The lights dimmed, a little, and a theater employee entered with a flashlight and walked up to the front. He wore a burgundy jacket with a little gold crest on it. He seemed to be as excited as we were. After he had our attention, he welcomed us to the film. He thanked us all for coming, and then singled out our crew of somewhat-partially-drunken treeplanters as "the cheering section," and informed everyone that they were welcome to join us during the movie in cheering for the heroes and booing the villains.
It was strange to be affirmed in our juvenile disruptiveness, but nobody seemed to mind. We were all too amped up. This was Star Wars. After so many years... this was STAR WARS.
Then the movie began.
I don't think even the slightly-drunk Charles missed seeing how not-well the film was going.

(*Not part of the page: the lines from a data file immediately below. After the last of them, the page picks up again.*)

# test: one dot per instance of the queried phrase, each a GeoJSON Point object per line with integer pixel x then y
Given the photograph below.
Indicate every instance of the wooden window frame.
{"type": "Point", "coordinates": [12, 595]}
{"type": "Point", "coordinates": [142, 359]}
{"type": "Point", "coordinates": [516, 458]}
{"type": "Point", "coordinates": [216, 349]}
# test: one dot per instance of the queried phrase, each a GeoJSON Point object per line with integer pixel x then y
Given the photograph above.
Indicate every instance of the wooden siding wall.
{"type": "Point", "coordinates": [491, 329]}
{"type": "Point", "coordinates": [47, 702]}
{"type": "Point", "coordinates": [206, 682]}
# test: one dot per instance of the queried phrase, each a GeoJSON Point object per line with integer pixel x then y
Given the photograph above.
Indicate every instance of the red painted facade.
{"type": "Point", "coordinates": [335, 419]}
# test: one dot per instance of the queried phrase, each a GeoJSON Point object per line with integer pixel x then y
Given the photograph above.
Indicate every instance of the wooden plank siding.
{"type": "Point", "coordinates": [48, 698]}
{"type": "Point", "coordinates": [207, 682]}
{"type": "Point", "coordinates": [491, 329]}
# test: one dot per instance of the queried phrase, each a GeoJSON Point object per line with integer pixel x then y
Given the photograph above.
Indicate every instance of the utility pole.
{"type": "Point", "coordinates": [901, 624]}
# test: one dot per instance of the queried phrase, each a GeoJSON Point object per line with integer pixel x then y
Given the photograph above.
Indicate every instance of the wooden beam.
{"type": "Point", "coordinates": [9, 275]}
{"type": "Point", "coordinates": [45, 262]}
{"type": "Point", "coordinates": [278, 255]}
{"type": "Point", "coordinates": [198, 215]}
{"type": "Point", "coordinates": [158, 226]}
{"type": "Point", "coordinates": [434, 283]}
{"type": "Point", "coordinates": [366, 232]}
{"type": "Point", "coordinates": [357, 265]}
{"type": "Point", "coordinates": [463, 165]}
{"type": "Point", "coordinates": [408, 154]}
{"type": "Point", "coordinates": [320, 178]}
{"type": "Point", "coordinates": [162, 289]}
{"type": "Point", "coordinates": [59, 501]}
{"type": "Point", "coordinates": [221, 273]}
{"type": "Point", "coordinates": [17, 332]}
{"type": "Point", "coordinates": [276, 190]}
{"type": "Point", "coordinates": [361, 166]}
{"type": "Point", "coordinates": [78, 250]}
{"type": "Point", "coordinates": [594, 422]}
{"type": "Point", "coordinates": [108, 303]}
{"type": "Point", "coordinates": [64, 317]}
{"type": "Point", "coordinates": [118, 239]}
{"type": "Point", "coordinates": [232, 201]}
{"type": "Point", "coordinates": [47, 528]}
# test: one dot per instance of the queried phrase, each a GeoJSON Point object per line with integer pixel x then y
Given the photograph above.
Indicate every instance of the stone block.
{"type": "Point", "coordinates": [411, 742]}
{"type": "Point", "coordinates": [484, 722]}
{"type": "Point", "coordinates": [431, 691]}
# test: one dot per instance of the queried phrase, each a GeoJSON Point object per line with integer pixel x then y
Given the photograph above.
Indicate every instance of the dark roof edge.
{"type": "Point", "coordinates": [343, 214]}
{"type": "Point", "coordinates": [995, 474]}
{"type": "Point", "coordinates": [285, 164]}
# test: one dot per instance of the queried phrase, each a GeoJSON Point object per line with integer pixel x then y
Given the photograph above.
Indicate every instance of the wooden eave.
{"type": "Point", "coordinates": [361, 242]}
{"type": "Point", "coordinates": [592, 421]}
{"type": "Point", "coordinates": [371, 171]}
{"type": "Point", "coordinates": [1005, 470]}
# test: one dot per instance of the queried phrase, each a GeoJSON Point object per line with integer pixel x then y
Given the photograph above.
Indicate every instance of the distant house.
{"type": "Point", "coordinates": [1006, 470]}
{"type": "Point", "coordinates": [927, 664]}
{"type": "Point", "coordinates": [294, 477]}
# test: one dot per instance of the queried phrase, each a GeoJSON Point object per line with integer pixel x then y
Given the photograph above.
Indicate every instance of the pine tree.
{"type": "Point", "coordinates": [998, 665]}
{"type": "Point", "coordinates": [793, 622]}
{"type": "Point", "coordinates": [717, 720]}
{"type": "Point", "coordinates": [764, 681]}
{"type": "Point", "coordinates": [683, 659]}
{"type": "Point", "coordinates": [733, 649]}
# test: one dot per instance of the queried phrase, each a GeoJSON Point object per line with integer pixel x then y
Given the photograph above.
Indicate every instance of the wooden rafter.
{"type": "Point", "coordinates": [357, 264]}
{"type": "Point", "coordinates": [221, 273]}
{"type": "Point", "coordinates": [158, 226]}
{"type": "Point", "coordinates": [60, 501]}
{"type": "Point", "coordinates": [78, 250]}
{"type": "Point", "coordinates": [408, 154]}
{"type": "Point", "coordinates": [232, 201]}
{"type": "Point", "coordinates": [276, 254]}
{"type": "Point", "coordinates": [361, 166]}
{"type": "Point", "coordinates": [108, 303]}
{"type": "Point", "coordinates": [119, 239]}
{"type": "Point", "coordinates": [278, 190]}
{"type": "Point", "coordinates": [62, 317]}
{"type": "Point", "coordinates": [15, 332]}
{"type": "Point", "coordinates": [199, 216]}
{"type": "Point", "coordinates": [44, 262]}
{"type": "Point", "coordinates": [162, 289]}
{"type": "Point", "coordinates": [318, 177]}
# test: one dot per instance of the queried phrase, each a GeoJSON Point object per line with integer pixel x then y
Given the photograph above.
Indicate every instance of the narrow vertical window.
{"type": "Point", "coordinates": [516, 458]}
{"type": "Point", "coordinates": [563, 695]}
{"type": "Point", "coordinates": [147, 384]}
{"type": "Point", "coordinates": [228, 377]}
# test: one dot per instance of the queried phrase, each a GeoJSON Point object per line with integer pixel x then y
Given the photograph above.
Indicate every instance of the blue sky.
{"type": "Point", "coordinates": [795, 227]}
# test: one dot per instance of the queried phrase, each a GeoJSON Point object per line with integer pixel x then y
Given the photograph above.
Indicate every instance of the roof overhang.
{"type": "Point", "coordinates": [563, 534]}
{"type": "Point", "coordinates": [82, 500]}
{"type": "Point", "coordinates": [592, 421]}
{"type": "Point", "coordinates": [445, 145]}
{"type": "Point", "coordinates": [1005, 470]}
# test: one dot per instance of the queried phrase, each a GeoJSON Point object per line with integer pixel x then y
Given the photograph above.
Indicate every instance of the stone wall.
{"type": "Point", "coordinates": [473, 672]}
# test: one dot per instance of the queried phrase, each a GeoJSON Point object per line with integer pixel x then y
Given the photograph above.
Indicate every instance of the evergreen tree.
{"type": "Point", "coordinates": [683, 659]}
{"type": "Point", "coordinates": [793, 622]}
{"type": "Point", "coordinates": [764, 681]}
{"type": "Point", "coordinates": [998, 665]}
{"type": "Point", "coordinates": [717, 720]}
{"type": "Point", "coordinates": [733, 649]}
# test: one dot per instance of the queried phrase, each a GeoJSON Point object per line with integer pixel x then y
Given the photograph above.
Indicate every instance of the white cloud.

By then, though, the Force was strong with him. He directed a steady stream of banter at the film in front of us, and the inertia of our combined enthusiasm carried us all the way through that absolute starship-wreck of a movie, right to the end.
As we exited the theater, I knew we'd just witnessed a movie that was going to live on in infamy. But when a random fellow theatergoer came up and shook my hand - thanking me and the rest of us for the best theater experience of his life - I knew as well that something special had occurred.
That something was community.
Now, "community" has become a bit of a buzzword, these days.
Most of us who lived before the internet age have felt a little ripped off by the inhuman, flash-in-the-pan nature of the digitally-connected world that has replaced the real, human connection of once-upon-a-time. We've felt the loss of a world where people actually looked each other in the face, and did things together.
At our best, we as humans can build strong, well-knitted communities where we are committed to being with each other through anything that life will throw our way, and these communities can provide us with a center from which to venture out, creatively, into the future. All this is, though, is a succession of moments, spent together. I think it's important to remember that community is only ever an ephemeral, momentary thing. And while experiencing a movie of dubious value fifteen years ago may not seem like much, for me it is something of an emotional touchstone for what community can be.
It is a drunk friend, cheering for a grand filmic possibility.
It is a small boy, being made to feel like a hero.
It is a chance to share a stupid-pet-trick song I taught myself in college.
It is a group of strangers, banding together over the shared memory of a trilogy that had shaped their young lives, and deciding as a group to suspend our inner critic and just enjoy the experience of being together, watching a movie.
There's beauty in that. And love. And I am grateful, today, for the memory of a theater experience where I felt a part of something beautiful, and bigger than myself... a community.